Charles Sanders Peirce prend, pour sa part, une voie bien différente de celle des behavioristes. Il commence par décrire l'ensemble de l'activité humaine sous une forme triple : la Primarité qui correspond aux qualités senties, la Secondarité, qui correspond à l'expérience de l'effort et la Tertialité qui correspond aux signes. Peirce définit ensuite le signe comme étant "un premier, qui entretient avec un second, appelé son objet, une telle véritable relation triadique qu'il est capable de déterminer un troisième appelé son interprétant, pour que celui-ci assume la même relation triadique à l'égard du dit objet que celle entre le signe et l'objet. Le signe n'est pas un signe à moins qu'il ne puisse se traduire en un autre signe dans lequel il est plus développé".
On voit, dans cette définition que le premier est ce qui provoque le processus d'enchaînement, une sorte de pointeur sur l'objet, et que le troisième est l'effet que le signe produit, son sens en même temps que l'expression de ce sens dans la langue. Peirce introduit ainsi une sorte de réentrance sur les signes, qui se renvoient les uns aux autres à l'intérieur du système de signes. Par ailleurs, avec sa tentative de fournir des classifications de variétés de signes Peirce introduit la notion de multiplicité des interprétations. Cette multiplicité est cependant présentée comme étant finie et descriptible.
Certains travaux des ethnométhodologues se positionnent clairement dans la ligne de pensée behavioriste. Ainsi en est-il, par exemple, des recherches sur la façon dont se produisent et s'alternent les prises de parole de personnes engagées dans des discussions. A aucun moment il n'est question de ce dont parlent les locuteurs, l'objet étant de s'efforcer de décrire précisément et par là de comprendre la forme des échanges.

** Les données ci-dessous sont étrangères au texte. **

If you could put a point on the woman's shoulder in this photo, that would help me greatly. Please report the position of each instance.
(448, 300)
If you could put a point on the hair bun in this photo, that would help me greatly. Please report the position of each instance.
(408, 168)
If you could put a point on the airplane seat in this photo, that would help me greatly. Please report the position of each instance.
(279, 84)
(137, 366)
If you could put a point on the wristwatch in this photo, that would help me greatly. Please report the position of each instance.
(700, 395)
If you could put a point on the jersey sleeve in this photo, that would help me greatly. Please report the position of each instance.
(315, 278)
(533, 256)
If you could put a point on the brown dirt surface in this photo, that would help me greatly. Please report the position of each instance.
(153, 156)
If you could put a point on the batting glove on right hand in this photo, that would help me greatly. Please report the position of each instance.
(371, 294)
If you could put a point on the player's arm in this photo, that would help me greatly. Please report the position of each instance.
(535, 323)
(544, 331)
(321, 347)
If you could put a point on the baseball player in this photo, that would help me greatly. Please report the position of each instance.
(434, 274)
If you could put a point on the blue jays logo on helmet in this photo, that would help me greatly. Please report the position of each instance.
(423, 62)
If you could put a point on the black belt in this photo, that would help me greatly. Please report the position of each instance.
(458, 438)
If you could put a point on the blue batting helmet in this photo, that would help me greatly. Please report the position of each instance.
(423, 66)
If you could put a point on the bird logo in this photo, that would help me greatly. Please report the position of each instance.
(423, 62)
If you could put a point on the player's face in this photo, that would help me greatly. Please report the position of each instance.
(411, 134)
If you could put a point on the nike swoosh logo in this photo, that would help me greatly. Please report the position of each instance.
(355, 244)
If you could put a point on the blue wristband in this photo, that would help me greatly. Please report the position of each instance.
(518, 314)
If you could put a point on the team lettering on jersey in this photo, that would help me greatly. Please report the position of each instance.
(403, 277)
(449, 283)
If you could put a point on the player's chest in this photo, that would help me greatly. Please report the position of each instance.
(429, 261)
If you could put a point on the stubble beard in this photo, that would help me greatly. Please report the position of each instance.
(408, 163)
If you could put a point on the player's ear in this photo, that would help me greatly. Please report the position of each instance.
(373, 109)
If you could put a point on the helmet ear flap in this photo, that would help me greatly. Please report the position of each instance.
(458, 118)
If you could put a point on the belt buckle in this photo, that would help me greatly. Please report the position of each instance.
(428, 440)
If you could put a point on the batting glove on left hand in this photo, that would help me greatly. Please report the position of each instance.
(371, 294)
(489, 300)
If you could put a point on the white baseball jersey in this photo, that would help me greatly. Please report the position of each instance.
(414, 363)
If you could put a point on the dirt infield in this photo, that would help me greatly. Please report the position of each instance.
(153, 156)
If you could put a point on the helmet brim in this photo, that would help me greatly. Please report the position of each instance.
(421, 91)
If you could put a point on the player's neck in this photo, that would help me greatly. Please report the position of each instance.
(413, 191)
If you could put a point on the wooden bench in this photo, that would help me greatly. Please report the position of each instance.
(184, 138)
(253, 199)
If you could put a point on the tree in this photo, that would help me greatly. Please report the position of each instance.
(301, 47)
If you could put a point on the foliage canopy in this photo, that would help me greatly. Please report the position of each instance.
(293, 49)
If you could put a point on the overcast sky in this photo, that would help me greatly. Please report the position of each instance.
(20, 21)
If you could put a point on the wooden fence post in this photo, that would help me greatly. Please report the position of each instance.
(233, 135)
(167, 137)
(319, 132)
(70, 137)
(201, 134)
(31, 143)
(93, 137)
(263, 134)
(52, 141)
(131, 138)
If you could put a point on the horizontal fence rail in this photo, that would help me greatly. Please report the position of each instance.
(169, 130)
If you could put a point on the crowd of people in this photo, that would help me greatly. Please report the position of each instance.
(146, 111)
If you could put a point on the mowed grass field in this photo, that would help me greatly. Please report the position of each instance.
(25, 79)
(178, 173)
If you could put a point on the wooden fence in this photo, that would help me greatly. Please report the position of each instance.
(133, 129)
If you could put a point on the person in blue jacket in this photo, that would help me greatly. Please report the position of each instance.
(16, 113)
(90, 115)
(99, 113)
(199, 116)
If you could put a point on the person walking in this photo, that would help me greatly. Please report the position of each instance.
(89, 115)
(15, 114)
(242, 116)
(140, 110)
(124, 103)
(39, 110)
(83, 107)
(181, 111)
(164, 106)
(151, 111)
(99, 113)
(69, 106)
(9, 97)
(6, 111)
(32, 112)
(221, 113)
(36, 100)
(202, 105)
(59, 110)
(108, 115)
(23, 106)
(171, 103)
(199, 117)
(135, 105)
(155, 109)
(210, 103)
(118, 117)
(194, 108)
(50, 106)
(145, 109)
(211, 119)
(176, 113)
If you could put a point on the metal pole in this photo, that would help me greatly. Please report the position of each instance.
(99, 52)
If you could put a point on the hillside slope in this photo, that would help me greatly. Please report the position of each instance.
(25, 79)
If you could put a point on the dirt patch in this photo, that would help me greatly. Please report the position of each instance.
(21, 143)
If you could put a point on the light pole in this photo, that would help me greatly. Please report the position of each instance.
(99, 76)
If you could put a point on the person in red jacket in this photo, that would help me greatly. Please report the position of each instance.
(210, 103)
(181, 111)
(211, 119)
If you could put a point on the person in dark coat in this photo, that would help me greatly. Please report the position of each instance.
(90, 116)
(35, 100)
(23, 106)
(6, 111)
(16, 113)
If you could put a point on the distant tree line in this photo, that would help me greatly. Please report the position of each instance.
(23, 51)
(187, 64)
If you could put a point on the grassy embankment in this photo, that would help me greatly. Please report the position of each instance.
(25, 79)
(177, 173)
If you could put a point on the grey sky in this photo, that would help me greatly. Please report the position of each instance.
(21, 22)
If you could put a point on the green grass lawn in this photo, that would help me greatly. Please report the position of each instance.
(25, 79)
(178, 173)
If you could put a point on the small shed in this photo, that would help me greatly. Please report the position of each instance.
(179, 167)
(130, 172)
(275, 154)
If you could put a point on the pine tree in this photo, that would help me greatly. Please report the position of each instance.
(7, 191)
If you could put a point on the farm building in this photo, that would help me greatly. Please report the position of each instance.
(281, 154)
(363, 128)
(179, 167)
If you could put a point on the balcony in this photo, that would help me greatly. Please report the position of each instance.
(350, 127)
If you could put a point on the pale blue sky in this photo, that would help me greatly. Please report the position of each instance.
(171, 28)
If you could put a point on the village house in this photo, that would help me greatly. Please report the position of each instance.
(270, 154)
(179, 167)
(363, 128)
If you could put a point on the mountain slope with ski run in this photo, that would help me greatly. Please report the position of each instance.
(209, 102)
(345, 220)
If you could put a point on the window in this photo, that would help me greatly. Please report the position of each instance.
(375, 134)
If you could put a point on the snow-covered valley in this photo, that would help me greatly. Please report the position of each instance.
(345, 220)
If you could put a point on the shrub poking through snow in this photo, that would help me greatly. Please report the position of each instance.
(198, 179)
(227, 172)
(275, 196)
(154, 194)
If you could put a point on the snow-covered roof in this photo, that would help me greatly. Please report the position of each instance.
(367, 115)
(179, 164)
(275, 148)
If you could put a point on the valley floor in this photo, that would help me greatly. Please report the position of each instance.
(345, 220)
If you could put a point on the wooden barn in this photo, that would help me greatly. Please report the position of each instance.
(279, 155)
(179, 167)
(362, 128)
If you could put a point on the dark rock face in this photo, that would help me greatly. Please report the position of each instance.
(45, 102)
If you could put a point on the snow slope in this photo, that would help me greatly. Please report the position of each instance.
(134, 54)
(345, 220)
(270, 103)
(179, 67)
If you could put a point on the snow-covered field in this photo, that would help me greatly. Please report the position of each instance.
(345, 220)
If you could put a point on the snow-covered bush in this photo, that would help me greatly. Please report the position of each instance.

La célèbre prise de position de Garfinkel "il n'y a rien d'autre dans le crâne que la cervelle" peut également amener à penser qu'il est fondamentalement influencé par l'école behavioriste. D'autres propositions de cet auteur amènent cependant à fortement relativiser cette supposition. Même s'il se refuse absolument à pratiquer des activités d'interprétations, Garfinkel ne dit en effet jamais que le sens n'existe pas. Il dit simplement que l'étude du sens sous-jacent dans les signes ne l'intéresse pas car c'est une activité infinie et sans intérêt scientifique (c'est à dire en dehors de l'activité scientifique). Il va ici plus loin que Peirce en affirmant qu'il n'existe pas de sens objectif mais au contraire que le sens fait l'objet d'une reconstruction permanente au cours des échanges entre les membres d'un groupe, ce qui amène à penser qu'il y a infinitude potentielle des sens attribuables aux signes, chaque personne, chaque groupe pouvant au cours de son activité pratique en définir et utiliser de nouveaux d'une façon totalement imprévisible. En conséquence, l'idée même de dénombrer et de décrire ces sens, dans le cadre d'une activité scientifique, est aussi illusoire que de tenter de décrire entièrement le galop de tous les chevaux passés, présents et à venir, avec une seule photo (ou même un seul film).